Banque de développement du Québec - Un syndicat craint un choc des cultures

Élaine Zakaïb, ministre déléguée à la Politique industrielle et à la Banque de développement économique du Québec. Le Parti québécois veut unir Investissement Québec et certains éléments du ministère des Finances et de l’Économie pour offrir un guichet unique aux entreprises.
Photo: La Presse canadienne (photo) Élaine Zakaïb, ministre déléguée à la Politique industrielle et à la Banque de développement économique du Québec. Le Parti québécois veut unir Investissement Québec et certains éléments du ministère des Finances et de l’Économie pour offrir un guichet unique aux entreprises.

Bien qu’il dise offrir sa collaboration, le Syndicat des professionnels du gouvernement du Québec (SPGQ) émet de sérieuses réserves par rapport au projet de loi créant la Banque de développement économique du Québec, notamment au sujet d’un possible choc des cultures entre les diverses ressources qui seront fusionnées.
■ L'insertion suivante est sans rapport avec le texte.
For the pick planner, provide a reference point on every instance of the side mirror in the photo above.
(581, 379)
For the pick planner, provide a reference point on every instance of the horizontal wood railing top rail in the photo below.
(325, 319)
Le projet du Parti québécois, qui unirait Investissement Québec et certains éléments du ministère des Finances et de l’Économie pour offrir un guichet unique aux entreprises, fait l’objet d’une commission parlementaire qui a jusqu’ici entendu l’opinion de 27 groupes différents.


« À première vue, l’intégration [des composantes de la BDEQ] n’apparaît pas évidente, surtout dans un contexte de gestion des ressources humaines qui laisse à désirer au sein d’Investissement Québec, où nos membres sont sans contrat de travail depuis plus de quatre ans », a laissé tomber le président du SPGQ, Richard Perron.


Le 8 mai, 250 employés syndiqués d’Investissement Québec représentés par le SPGQ ont voté à 88 % en faveur d’un mandat de grève de cinq jours qui pourrait être déclenchée au moment jugé opportun. Le SPGQ représente aussi 190 employés du ministère qui seront mutés vers la nouvelle entité.


La ministre déléguée à la Politique industrielle et à la Banque, Élaine Zakaïb, s’est dite « consternée » vendredi du fait que les gens d’Investissement Québec n’ont toujours aucune convention après tout ce temps.


« Soyez assuré que le mandat a été donné à IQ de négocier », a répondu Mme Zakaïb en disant que l’intégration des ressources ne prendrait pas quatre autres années et qu’elle se ferait dans le « respect des travailleurs et des relations de travail ».


« Je comprends que vous ayez des réserves, a dit Mme Zakaïb à M. Perron. Chat échaudé craint l’eau froide, je comprends ça. Mais je suis d’opinion que le jeu en vaut la chandelle, que ça sera bénéfique pour le Québec et les entrepreneurs. »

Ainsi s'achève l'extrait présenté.